Viral Epic musical to be adapted into an animated movie

Jerry Bruckheimer, the producer whose name became synonymous with blockbuster franchises like Top Gun and Pirates of the Caribbean, has teamed up with Jorge Rivera-Herrans to transform Epic, the viral musical sensation born from The Odyssey, into an animated feature. The project also counts Atlantic Music Group president Kevin Weaver and Chad Oman of Jerry Bruckheimer Films among its producers.

The timing appears almost poetic. Nolan’s live-action Odyssey movie, releasing on July 17, has already started chatter as a potential box office titan. Meanwhile, Epic comes with a passionate following cultivated entirely online, suggesting Homer’s ancient tale has reached a cultural peak unseen since the poet first recited it in the eighth century B.C.

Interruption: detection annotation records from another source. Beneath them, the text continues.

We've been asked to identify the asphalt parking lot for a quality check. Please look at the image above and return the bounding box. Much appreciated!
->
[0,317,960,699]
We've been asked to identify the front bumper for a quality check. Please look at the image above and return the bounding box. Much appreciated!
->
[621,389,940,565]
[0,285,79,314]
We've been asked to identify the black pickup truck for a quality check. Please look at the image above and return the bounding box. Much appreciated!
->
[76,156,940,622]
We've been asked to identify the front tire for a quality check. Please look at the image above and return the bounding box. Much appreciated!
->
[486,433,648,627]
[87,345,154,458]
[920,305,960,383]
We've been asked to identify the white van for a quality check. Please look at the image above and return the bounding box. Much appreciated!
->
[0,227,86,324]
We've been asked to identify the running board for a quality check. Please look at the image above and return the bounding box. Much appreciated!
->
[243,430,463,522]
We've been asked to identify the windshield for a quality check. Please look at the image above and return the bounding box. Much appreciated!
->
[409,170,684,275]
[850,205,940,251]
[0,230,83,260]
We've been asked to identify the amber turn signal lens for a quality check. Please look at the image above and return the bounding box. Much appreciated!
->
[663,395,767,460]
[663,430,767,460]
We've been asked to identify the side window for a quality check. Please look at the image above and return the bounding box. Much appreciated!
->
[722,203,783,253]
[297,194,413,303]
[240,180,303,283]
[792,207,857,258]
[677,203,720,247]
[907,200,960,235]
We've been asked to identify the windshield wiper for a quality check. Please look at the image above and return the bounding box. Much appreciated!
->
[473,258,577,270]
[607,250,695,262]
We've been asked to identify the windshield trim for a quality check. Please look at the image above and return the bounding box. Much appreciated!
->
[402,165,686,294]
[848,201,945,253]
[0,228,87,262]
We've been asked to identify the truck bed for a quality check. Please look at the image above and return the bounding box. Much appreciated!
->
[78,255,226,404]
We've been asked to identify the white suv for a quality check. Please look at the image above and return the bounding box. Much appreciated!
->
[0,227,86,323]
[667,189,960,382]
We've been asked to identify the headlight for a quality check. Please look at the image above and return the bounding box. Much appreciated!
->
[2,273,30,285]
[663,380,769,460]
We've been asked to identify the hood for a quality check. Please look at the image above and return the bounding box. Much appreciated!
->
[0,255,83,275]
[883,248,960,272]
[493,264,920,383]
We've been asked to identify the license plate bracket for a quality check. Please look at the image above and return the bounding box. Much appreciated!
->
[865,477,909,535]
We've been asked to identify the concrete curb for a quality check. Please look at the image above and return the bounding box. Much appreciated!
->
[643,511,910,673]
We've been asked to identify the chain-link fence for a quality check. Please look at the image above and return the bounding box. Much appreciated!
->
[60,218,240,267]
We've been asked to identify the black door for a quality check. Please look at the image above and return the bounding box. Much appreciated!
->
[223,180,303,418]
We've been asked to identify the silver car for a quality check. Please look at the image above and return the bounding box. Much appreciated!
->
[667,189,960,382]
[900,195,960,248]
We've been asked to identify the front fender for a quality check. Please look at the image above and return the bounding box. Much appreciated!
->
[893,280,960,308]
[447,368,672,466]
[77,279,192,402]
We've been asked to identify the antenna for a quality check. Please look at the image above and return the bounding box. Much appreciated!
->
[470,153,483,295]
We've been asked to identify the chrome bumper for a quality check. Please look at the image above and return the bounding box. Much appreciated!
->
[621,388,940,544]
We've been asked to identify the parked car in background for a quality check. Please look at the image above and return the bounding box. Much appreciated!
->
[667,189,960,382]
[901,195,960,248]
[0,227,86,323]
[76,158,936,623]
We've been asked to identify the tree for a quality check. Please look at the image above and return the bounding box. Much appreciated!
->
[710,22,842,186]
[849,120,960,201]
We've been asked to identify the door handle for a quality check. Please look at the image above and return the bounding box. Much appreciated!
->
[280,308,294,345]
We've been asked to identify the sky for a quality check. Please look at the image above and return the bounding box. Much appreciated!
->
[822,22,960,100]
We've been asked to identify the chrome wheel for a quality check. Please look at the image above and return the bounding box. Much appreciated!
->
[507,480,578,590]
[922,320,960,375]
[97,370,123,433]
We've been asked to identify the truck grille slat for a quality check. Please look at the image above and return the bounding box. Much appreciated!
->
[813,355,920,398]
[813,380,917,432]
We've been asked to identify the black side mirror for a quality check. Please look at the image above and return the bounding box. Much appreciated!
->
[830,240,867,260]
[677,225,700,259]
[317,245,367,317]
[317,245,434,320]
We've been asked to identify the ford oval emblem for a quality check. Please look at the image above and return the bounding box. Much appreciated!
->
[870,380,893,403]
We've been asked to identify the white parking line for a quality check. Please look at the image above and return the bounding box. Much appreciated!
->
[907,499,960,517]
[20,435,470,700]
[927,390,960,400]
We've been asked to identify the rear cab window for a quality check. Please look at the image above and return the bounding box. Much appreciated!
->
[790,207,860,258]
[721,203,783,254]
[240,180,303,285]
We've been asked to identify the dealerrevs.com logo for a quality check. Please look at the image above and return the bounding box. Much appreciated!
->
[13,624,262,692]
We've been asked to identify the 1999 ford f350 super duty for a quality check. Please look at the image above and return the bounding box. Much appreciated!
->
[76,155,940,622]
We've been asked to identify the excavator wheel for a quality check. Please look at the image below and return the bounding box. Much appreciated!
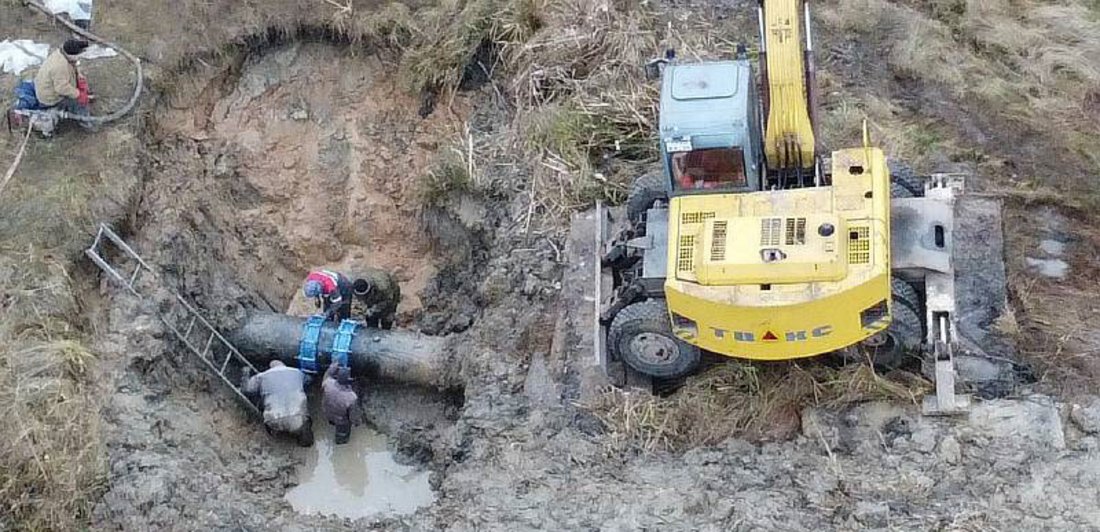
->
[626,173,669,222]
[864,277,924,369]
[607,299,702,379]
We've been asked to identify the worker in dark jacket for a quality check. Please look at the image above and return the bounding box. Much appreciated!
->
[241,361,314,447]
[321,362,359,444]
[303,269,352,323]
[352,268,402,329]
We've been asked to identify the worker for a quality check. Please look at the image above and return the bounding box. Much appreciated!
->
[241,361,314,447]
[34,38,90,124]
[303,269,352,323]
[321,361,359,444]
[352,268,402,329]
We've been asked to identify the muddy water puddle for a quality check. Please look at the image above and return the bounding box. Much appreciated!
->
[286,398,436,519]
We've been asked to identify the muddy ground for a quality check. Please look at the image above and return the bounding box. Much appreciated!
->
[6,2,1100,531]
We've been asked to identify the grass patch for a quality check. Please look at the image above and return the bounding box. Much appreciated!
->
[417,151,474,207]
[590,362,931,453]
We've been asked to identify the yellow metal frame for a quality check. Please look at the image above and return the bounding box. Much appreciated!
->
[763,1,815,168]
[664,133,891,361]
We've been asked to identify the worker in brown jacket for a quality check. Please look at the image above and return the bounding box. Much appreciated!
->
[351,267,402,329]
[34,38,89,115]
[321,362,359,444]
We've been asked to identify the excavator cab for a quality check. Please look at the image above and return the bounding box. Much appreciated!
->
[589,0,1005,413]
[659,59,763,195]
[601,0,923,386]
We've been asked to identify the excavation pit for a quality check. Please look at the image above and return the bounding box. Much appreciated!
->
[92,42,488,527]
[285,397,436,519]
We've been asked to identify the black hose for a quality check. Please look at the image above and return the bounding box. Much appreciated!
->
[23,0,144,124]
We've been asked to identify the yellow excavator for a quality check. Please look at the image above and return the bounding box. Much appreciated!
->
[596,0,990,411]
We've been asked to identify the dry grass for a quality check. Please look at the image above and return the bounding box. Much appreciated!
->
[0,247,106,530]
[818,0,1100,185]
[590,362,930,452]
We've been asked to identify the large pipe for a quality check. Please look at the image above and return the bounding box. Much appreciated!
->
[228,312,459,389]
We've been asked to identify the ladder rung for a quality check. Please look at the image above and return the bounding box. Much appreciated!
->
[130,263,141,288]
[221,350,233,373]
[184,315,198,339]
[199,333,213,358]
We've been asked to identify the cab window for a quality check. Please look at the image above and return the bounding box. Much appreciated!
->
[671,147,748,190]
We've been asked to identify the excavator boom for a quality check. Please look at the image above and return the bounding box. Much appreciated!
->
[759,0,816,170]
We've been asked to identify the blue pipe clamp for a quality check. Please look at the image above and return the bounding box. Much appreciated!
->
[298,314,325,375]
[332,320,359,367]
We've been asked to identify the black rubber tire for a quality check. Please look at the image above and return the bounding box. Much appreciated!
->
[607,299,702,378]
[626,173,670,221]
[890,277,921,314]
[889,163,924,198]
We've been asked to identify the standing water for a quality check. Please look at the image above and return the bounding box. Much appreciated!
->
[286,398,436,519]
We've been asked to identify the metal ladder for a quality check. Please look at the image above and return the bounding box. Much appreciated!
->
[84,223,260,415]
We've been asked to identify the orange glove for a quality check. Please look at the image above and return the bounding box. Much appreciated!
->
[76,76,89,106]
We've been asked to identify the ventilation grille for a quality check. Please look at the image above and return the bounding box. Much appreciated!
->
[859,299,890,329]
[680,212,714,223]
[848,225,871,264]
[711,220,726,262]
[677,235,695,271]
[760,218,783,246]
[785,218,806,246]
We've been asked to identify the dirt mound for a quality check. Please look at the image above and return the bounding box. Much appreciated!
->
[96,44,488,529]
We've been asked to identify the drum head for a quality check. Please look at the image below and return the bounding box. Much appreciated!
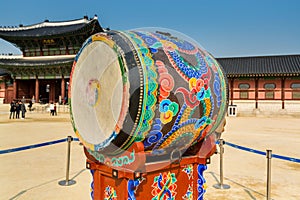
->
[71,41,123,149]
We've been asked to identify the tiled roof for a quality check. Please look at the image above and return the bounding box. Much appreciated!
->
[0,16,103,40]
[217,55,300,77]
[0,68,8,76]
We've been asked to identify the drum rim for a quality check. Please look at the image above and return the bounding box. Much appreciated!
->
[68,33,129,151]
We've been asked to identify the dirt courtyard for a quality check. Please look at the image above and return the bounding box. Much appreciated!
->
[0,105,300,200]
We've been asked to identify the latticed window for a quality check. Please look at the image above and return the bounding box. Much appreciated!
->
[291,83,300,99]
[239,83,250,99]
[264,83,276,99]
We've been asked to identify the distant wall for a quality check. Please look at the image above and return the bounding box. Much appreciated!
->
[233,100,300,117]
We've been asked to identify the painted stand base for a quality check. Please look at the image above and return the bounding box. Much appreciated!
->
[87,158,207,200]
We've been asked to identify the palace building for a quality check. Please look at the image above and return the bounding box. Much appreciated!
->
[0,16,300,115]
[217,55,300,115]
[0,15,103,103]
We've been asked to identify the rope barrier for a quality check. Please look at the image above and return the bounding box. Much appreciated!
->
[0,138,79,155]
[0,138,300,163]
[225,142,300,163]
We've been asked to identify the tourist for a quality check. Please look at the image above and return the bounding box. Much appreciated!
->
[20,102,26,119]
[9,101,16,119]
[28,100,32,111]
[16,101,22,119]
[49,102,54,116]
[53,103,57,115]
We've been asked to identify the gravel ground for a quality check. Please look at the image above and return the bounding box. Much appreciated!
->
[0,105,300,200]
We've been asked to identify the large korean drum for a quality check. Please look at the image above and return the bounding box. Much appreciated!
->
[69,30,227,159]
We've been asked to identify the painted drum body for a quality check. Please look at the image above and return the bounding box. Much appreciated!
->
[69,30,228,156]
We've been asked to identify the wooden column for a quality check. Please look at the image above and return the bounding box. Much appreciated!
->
[255,78,258,109]
[13,77,18,99]
[61,75,66,102]
[281,77,285,109]
[34,76,40,103]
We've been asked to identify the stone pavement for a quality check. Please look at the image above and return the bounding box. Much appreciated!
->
[0,105,300,200]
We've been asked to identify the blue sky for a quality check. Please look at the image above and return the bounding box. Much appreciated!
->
[0,0,300,57]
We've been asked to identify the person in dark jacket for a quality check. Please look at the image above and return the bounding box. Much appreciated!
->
[9,101,16,119]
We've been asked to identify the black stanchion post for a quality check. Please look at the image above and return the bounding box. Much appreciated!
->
[214,139,230,189]
[266,150,272,200]
[58,136,76,186]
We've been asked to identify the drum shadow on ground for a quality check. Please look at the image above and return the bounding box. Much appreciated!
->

Rivera-Herrans launched Epic as his senior thesis project at the University of Notre Dame. During the pandemic in 2021, he began documenting his creative journey on TikTok, releasing the documentation as serialized musicals the following year. The self-released EPs climbed fast to number one on iTunes and dominated soundtrack charts, with Epic once claiming nine of the top ten positions.

Moreover, the musical struck a chord with younger audiences by filtering the warrior’s monster-filled voyage home through a lens made out of anime, video games, and modern musical theater. Fans participated in a global casting process and flooded social platforms with animatics, generating over 4 billion streams and 7 billion short-form views.

Rivera-Herrans famously rejected lucrative label offers until Weaver, after two years of courtship, brought Epic under Atlantic’s wing. CAA plans to begin shopping The Odyssey animated movie to studios and streamers as early as next week.

All in all, the project remains in its earliest stages, but it already carries the weight of a digital phenomenon ready to sail from phone screens to theaters (via The Hollywood Reporter).